Goodliffe JM, Cole MD, Wieschaus E - BMC Mol. Biol. (2007)

Bottom Line: We identify a second group of genes whose expression in the embryo requires Ash1, consistent with its previously established role in maintenance of activation.We find that this second group of Ash1 targets overlaps those activated by Myc and that ectopic Myc overcomes their requirement for Ash1.Genetic, genomic and chromatin immunoprecipitation data suggest a model in which Pc, Ash1 and Pho are required to maintain a low level of expression of embryonic targets of activation by Myc, and that this occurs, directly or indirectly, by a combination of disparate chromatin modifications.

View Article: PubMed Central - HTML - PubMed

Affiliation: Department of Molecular Biology, Princeton University, Princeton, NJ 08544, USA. jmgoodli@uncc.edu

ABSTRACT

Background: The Myc oncoprotein is a transcriptional regulator whose function is essential for normal development.

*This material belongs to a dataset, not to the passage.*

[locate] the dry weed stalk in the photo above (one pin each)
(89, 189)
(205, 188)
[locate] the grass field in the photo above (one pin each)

Myc is capable of binding to 10% of the mammalian genome, and it is unclear how a developing embryo controls the DNA binding of its abundant Myc proteins in order to avoid Myc's potential for inducing tumorigenesis.

Results: To identify chromatin binding proteins with a potential role in controlling Myc activity, we established a genetic assay for dMyc activity in Drosophila. We conducted a genome-wide screen using this assay, and identified the Trithorax Group protein Ash1 as a modifier of dMyc activity. Ash1 is a histone methyltransferase known for its role in opposing repression by Polycomb. Using RNAi in the embryo and Affymetrix microarrays, we show that ash1 RNAi causes the increased expression of many genes, suggesting that it is directly or indirectly required for repression in the embryo, in contrast to its known role in maintenance of activation. Many of these genes also respond similarly upon depletion of Pc and pho transcripts, as determined by concurrent microarray analysis of Pc and pho RNAi embryos, suggesting that the three are required for low levels of expression of a common set of targets. Further, many of these overlapping targets are also activated by Myc overexpression. We identify a second group of genes whose expression in the embryo requires Ash1, consistent with its previously established role in maintenance of activation. We find that this second group of Ash1 targets overlaps those activated by Myc and that ectopic Myc overcomes their requirement for Ash1.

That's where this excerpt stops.